In an important test of a new interactive storytelling experience, MTV this week launched a new series called “Teen Wolf.” That’s right -- new. While the second season of the MTV series by that name debuted Sunday night following its telecast of the 2012 MTV Movie Awards, a new, parallel, interactive version of the series debuted Monday on, well, a variety of screens -- just not television ones.
The main platforms for the interactive “Teen Wolf” series are fans’ own personal screens -- whether they are PC, tablet or handheld -- and the primary distribution engine for it is Facebook, where the series has already amassed 1.5 million fans, making it one of the most-liked MTV programs of any kind. The number of Facebook fans is up about 50% from when the series’ 2011 season ended, and the growth on the social network, says Kristin Frank, is testament to the fact that “Fans don’t stop being fans just because seasons end, and episodes end.”
Frank, who is senior vice president-general manager of MTV and VH1 Digital, calls the concept “storytelling without borders,” which is her way of describing what others in the business have been using buzzwords like “transmedia” or cross-platform storytelling to define.
The idea is probably as old as storytelling itself, but the media industry began exploring it in earnest in the early 1990s when digital interactive media –- at first, kiosks, then CD-roms, and ultimately networked computing -- but to date has been largely experimental and has not generated much fruit in terms of scaling audiences for programmers and advertisers. But MTV’s Frank says both the media environment and the expectations of fans have changed markedly in the past couple of years, and the time is right for a new form of storytelling that runs “parallel” to a regular TV series like MTV’s “Teen Wolf.”
The benefits, she says, are for the TV program (heightened buzz and promotion), the advertiser (oodles of brand integration opportunities), but mostly for the fans themselves, because unlike any series before, the digital version of the “Teen Wolf” series will enable users to be immersed in a way that allows them to experience the stories unlike anyone else, and on their own time, and in their own level of engagement.
“You can have a very different experience than your friends can,” she says, explaining the logic behind the interactive fiction, which utilizes elements of social media, game mechanics, and multiplatform narratives that weave in and out, and go off on their own from the mainstay TV series.
The effort is possible, Frank says, because the show’s creators and writers are also working on the interactive components and see it as a genuine extension of the TV series’ primary story arc, but on a more personalized level.
Facebook users who are fans of the series will receive direct feeds on their walls, in their message boxes, as well as SMS text messages to their mobile phones that invite them to follow secondary narratives along.
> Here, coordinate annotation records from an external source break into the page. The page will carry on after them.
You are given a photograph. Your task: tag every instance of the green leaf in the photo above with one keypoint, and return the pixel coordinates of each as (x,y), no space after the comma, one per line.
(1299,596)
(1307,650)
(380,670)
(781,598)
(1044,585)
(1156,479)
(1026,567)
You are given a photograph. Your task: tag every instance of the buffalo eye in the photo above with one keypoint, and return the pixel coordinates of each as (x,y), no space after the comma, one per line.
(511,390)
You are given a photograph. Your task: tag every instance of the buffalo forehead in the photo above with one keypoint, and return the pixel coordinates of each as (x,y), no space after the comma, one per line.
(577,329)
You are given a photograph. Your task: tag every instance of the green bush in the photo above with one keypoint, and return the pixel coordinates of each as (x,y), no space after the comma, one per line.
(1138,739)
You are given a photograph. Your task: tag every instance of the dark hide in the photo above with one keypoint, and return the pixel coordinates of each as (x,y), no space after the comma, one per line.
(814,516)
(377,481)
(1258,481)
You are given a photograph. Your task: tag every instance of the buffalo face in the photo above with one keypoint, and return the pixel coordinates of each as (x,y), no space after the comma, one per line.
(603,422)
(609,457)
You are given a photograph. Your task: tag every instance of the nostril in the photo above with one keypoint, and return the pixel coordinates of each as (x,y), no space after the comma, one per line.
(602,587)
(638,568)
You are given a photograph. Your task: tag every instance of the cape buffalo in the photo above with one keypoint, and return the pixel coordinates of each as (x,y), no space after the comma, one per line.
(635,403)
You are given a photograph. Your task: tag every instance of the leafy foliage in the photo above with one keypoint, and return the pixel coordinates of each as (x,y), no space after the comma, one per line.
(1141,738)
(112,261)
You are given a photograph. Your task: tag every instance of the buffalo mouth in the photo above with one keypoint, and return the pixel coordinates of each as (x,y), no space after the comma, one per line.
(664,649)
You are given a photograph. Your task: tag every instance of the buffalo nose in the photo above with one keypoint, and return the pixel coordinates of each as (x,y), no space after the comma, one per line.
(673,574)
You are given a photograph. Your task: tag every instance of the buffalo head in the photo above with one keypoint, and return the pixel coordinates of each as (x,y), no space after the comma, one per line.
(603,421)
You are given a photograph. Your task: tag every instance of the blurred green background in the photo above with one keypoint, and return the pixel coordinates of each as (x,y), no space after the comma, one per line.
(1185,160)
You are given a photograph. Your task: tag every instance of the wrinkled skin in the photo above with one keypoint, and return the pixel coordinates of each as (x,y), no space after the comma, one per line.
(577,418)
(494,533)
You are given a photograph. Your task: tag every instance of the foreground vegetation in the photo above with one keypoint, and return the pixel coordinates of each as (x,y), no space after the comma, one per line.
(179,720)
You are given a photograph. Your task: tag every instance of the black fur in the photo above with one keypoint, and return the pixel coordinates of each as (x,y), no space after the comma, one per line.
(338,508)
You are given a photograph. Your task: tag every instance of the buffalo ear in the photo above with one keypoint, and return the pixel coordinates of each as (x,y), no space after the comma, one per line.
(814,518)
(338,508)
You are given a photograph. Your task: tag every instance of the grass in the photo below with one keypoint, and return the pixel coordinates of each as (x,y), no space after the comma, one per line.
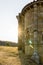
(9,56)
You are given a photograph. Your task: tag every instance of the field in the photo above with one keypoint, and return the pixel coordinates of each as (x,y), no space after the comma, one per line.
(9,56)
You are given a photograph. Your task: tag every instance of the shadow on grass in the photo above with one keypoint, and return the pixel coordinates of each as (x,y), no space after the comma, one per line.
(26,59)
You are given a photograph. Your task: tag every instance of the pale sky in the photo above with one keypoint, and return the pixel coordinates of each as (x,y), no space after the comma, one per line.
(9,9)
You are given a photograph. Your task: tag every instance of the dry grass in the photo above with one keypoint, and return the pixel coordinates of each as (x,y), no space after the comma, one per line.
(9,56)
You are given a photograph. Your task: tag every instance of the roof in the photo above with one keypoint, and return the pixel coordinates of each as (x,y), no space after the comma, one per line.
(30,5)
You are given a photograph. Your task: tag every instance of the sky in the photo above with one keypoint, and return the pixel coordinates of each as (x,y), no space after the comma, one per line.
(9,9)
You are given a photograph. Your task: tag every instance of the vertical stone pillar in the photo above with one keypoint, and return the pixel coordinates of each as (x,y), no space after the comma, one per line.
(19,32)
(35,55)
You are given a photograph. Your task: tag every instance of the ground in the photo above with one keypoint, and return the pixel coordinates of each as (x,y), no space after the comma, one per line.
(11,56)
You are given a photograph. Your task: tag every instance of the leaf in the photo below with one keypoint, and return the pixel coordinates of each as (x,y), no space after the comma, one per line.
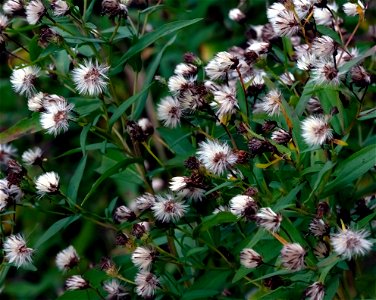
(55,228)
(149,39)
(352,168)
(126,104)
(150,75)
(111,171)
(75,181)
(24,127)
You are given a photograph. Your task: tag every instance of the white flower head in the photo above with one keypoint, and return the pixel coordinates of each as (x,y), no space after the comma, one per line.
(90,78)
(353,9)
(67,259)
(35,10)
(292,256)
(167,209)
(216,157)
(243,206)
(32,156)
(250,259)
(315,291)
(272,103)
(268,219)
(76,282)
(316,130)
(56,117)
(218,67)
(11,7)
(23,79)
(143,257)
(59,7)
(7,151)
(349,243)
(146,283)
(16,251)
(47,183)
(225,102)
(114,289)
(169,111)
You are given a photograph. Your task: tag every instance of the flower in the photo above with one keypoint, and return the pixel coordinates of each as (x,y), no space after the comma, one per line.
(169,111)
(315,291)
(272,102)
(250,259)
(47,183)
(35,11)
(32,156)
(12,7)
(236,14)
(16,250)
(316,130)
(167,209)
(349,243)
(216,157)
(55,118)
(218,67)
(23,79)
(243,206)
(145,201)
(76,282)
(67,259)
(146,283)
(123,214)
(59,7)
(292,256)
(353,9)
(114,289)
(225,101)
(143,257)
(90,78)
(318,227)
(7,151)
(268,219)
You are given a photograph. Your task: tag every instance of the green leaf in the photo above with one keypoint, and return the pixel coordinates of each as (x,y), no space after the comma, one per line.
(352,168)
(55,228)
(111,171)
(149,39)
(127,103)
(24,127)
(150,75)
(75,181)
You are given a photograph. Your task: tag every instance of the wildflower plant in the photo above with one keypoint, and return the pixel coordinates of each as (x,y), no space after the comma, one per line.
(190,152)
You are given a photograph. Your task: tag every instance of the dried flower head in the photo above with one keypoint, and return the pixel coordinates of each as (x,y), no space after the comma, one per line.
(142,257)
(16,251)
(292,256)
(216,157)
(47,183)
(243,206)
(167,209)
(250,259)
(315,291)
(349,243)
(124,214)
(316,130)
(67,259)
(268,219)
(23,79)
(169,111)
(35,10)
(76,282)
(90,78)
(146,283)
(33,156)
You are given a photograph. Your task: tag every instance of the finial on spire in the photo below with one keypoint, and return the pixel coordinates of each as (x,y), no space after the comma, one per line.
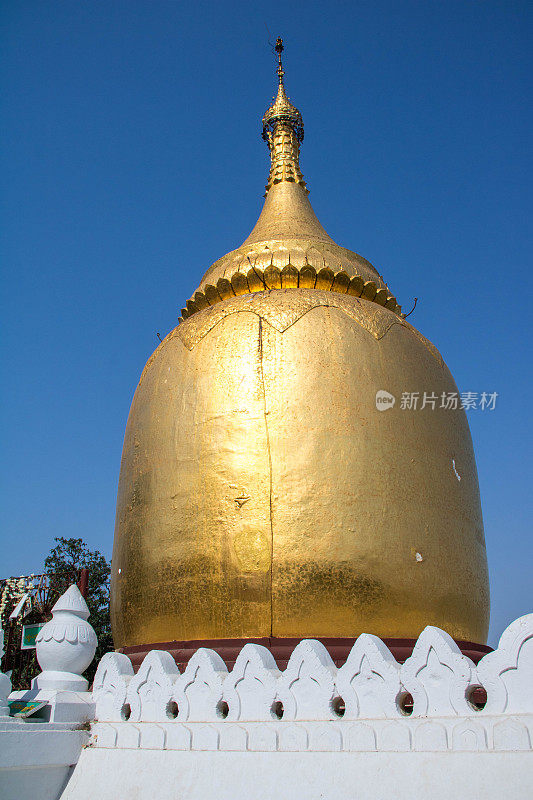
(279,51)
(283,131)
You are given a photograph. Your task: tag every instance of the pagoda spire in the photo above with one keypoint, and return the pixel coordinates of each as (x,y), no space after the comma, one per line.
(283,131)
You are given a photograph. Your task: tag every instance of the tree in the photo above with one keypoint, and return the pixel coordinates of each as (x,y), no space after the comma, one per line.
(63,565)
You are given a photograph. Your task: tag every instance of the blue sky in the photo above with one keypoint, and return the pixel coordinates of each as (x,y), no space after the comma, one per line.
(131,160)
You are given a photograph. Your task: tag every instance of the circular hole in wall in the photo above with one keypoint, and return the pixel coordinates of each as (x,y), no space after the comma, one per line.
(476,697)
(405,703)
(222,709)
(338,707)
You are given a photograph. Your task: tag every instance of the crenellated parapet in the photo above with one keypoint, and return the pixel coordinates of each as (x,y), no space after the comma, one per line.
(432,702)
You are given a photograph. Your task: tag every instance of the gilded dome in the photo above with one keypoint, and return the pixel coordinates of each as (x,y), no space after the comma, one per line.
(261,492)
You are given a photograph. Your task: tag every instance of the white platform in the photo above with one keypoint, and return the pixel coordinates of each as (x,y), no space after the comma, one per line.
(117,774)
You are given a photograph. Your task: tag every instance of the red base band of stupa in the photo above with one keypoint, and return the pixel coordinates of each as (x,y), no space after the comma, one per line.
(281,649)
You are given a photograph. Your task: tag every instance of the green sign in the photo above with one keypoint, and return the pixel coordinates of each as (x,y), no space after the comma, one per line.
(29,635)
(24,708)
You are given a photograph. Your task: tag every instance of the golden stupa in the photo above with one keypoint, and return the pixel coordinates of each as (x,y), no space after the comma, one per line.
(262,493)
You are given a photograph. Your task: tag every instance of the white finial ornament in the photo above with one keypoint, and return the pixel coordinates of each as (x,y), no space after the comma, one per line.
(66,645)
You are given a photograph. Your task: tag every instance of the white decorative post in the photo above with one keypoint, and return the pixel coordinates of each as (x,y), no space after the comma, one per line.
(5,683)
(66,645)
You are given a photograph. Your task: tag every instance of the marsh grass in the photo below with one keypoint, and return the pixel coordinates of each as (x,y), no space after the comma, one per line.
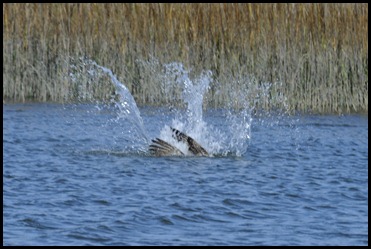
(316,55)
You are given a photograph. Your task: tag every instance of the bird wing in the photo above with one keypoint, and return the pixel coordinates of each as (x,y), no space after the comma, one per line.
(193,146)
(161,148)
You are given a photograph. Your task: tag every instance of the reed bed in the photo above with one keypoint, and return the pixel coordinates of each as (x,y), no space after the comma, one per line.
(316,55)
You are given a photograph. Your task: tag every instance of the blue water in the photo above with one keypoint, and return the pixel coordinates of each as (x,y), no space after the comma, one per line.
(71,177)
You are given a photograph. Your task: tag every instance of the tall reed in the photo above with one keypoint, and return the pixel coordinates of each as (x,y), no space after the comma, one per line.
(316,55)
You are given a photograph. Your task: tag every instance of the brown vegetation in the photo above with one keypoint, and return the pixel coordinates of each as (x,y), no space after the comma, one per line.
(316,55)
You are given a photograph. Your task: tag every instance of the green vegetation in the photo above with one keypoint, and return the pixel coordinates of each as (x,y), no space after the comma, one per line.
(316,55)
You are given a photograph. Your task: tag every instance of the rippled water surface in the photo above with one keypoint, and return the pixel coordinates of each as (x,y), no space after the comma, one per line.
(69,179)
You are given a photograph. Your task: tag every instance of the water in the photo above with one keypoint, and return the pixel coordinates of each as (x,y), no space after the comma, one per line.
(81,174)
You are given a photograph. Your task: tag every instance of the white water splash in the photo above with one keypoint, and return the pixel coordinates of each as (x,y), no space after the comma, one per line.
(230,137)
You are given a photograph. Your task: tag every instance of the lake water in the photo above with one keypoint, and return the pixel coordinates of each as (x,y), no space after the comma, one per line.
(79,175)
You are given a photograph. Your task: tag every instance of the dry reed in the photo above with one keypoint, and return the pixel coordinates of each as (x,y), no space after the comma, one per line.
(316,55)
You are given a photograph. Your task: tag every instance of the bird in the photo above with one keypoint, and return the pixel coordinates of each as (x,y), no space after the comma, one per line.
(160,147)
Most of the content is experienced in text narratives, although sometimes they link to videos or other multimedia content that users can determine how much time to spend with -- whether they go deeper or to other levels, and of course, whether they share them with other friends.
Each week, digital fans of the series will receive cues to experience between three and upwards of seven “scenes” of related content, according to MTV Executive Producer Tom Akel, who is overseeing the digital version of the series. Akel says viewers must experience at least three “critical scenes” that are integral to following the narrative, but that they have the flexibility of experiencing them superficially (about five minutes each) or more deeply (upwards of a half hour). It’s all based on their own self-interest and motivation, he says, making it a truly interactive fiction.
Frank says the goal is first and foremost to service fans who feel a “radical intimacy” with TV shows and their characters, and want ancillary ways of experiencing them, but the payoff could be for the show’s producers and advertisers by adding to an already fervent fan base.
If the digital series is successful, Frank says MTV will try it with similar long-form content in the future.
“We’ve done a good job with our tentpole events,” she says, referring to the interactive storytelling enhancements MTV has developed around big events such as last weekend’s MTV Movie Awards. “This takes it to the next level. At the end of the day, good storytelling is good storytelling. This will only enhance it.”